Bei Letzterem fällt der Dank an eine Mitarbeiterin auf, die bei "Spezialrecherchen [...] einiges Neue entdeckte über den [...] Aufenthalt Adenauers und seiner Familie 1934/35 in Neubabelsberg" (Frei, 280). In den Endnoten zur betreffenden Passage findet sich aber nur eine bislang offenbar unbekannte Entschädigungsakte, aus der Frei keine neuen Fakten oder Interpretationen gewinnt. Ohne auf jene Quelle zurückzugreifen, schildert Kießling die Geschichte der betreffenden Immobilie sowie das Verhältnis zwischen Adenauer und seinem Vermieter detaillierter und mit höherer analytischer Relevanz.
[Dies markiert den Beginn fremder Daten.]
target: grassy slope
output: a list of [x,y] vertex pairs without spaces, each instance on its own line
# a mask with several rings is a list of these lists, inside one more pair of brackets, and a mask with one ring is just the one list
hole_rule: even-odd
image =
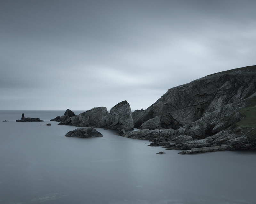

Unter den drei Autoren hatte ich nur beim Lesen von Kießlings Biografie den Eindruck, dass er auch selbst bei der Arbeit ein substanziell besseres Verständnis von Adenauer als Person und Politiker erlangen wollte. Diese Neugier schlägt sich in einem ansprechenden und gleichwohl anspruchsvollen Leseeindruck nieder. Frei und Löttel sind zweifellos ebenfalls hervorragende Kenner der Materie, liefern jedoch - in Löttels Fall der ausdrücklichen Zielsetzung entsprechend - routinierte Überblicksdarstellungen. Mit seiner ausführlicheren Quellenkritik, dem Abwägen verschiedener Deutungsmöglichkeiten sowie den diachronen Vergleichen ist Kießlings Buch zwar mit Abstand das längste. Es bleibt gleichwohl kurzweilig und ist ähnlich preisgünstig wie Freis und Löttels Biografien. Alle Bücher sind ansprechend gestaltet und enthalten mehrere Dutzend Fotos, ein Personenverzeichnis sowie einen bei Frei und Löttel sehr schlanken, bei Kießling 80 Seiten umfassenden Apparat mit Endnoten.


Anmerkung:

[1] Vgl. etwa Hans-Peter Schwarz: Adenauer. Der Aufstieg: 1876-1952, Stuttgart 1986, ders.: Adenauer. Der Staatsmann: 1952-1967, Stuttgart 1991, oder Henning Köhler: Adenauer. Eine politische Biographie, Frankfurt a. M. 1994, und Marie-Luise Recker: Konrad Adenauer. Leben und Politik, München 2010.